Yeah, but that's not a "converting legacy data to ES" problem, that's a "converting legacy data to any non-broken thing" problem.

> This means you can't really convert the entire database into an event sourced system, as that means converting all of the tables in one single go, instead of a gradual change.

Whether its ES or something else you are converting to, you either do a big-bang conversion and eat the pain of that (which can be tremendous, sure), or you instead eat the pain of taking the monolith and finding a way to break out components and do it incrementally, even though that takes not only building the new components, but reengineering parts of the old monolith to support that. Which, also, can be tremendous pain. But, again, this isn't really essentially tied to event sourcing, you face this dilemma even if you are going from a (broken for current needs, which is why it is being replaced) classically-designed "current state" RDBMS-backed system to a (meeting current needs, and hopefully more adaptable to future needS) classically-designed "current state" RDBMS-backed system.

Yup, agree, this is the problem of having a legacy monolith RDBMS that needs to be rewritten and split apart. It's tempting to throw every new fancy technology at the problem when that is suddenly an option, but it's better to focus on the goal of splitting it apart only.

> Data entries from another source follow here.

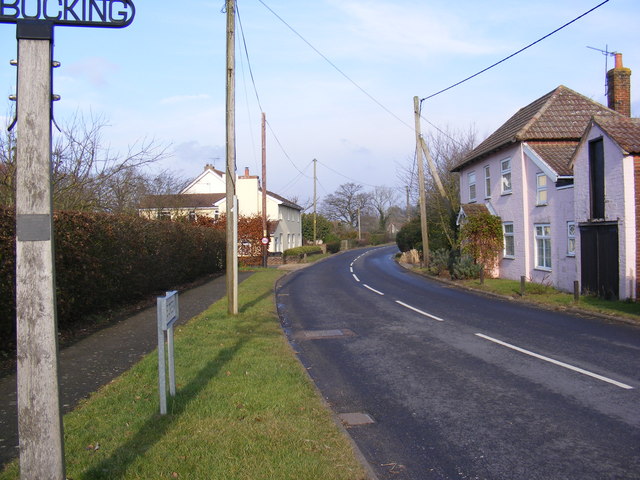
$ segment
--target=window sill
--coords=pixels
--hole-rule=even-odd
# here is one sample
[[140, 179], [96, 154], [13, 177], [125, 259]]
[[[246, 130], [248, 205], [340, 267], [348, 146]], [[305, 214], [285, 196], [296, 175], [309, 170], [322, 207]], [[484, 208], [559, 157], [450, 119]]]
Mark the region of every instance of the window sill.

If you have split it out, and it's now simple to convert to ES CQRS, then you are probably in a situation where you don't need to do that, as it works quite well.
> It's tempting to throw every new fancy technology at the problem when that is suddenly an option, but it's better to focus on the goal of splitting it apart only.

Splitting it apart involves:

(1) Dividing the data and functionality into a legacy component and a new-implementation component,

(2) Making changes to the DB and application code for the legacy component,

(3) Implementing the new-implementation component.

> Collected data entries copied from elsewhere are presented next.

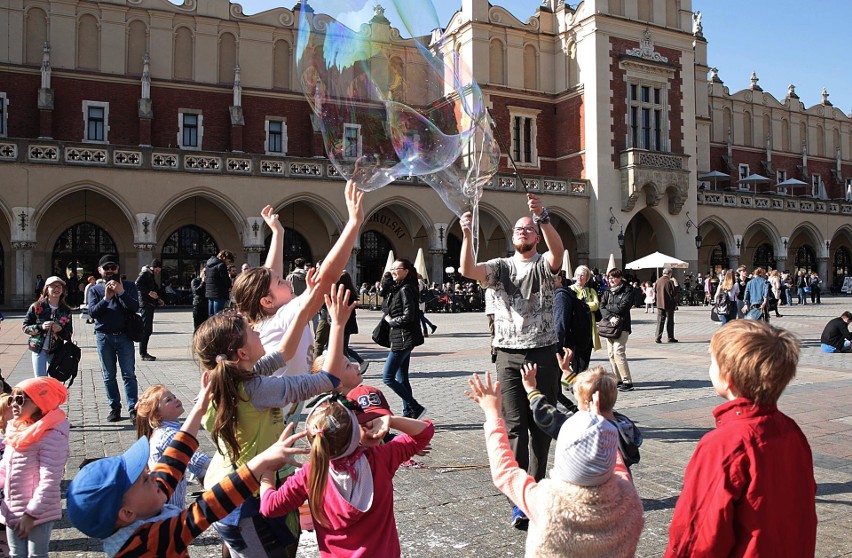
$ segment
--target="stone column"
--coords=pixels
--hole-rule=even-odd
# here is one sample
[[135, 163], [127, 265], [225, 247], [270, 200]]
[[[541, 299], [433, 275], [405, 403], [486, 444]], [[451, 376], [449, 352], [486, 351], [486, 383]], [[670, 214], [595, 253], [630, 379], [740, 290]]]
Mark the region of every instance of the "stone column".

In a monolith that you are breaking apart, the reusability of legacy code for the new-implementation component is likely to be low (you'll actually likely have to do extensive changes to the larger "legacy component" as well, but the reusability should be somewhat higher there.)

You have to use some technology for the new implementation component, and what you should aim for is whatever is the best fit for the job, whether it is similar to what existed before or not.

> If you have split it out, and it's now simple to convert to ES CQRS, then you are probably in a situation where you don't need to do that, as it works quite well.

I disagree. The hard part of converting to ES/CQRS for the components that are broken out ("new implementation" components, not the "legacy" reduced-monolith) is done in the analysis phase of what you are breaking out. Once that is done, implementation in a ES/CQRS manner is fairly straightforward, since defining the events that the component will handle is a core part of analysis, as is defining the impacts those events have on stored, reportable data (the query side of CQRS).

"The hard part [...] is done in the analysis phase..." smells like big design up front that is usually more likely to fail than not, especially so for complex systems.
Big design up front would be a complete system replacement, not incremental replacement by component. An incremental replacement still requires definition of the components to be replaced with new implementation and the part to be essentially retained with only the changes necessary to interface with the new component.
Sorry, replied too quickly. My point is that if things are so bad that they warrant a major rewrite, then they are probably so bad that there is no simple way to map the existing data into events or starting conditions. It might be true if you have a simple well defined silo of a system that does one thing well, but not of you have what the author described, a monolith that does several things in the same codebase.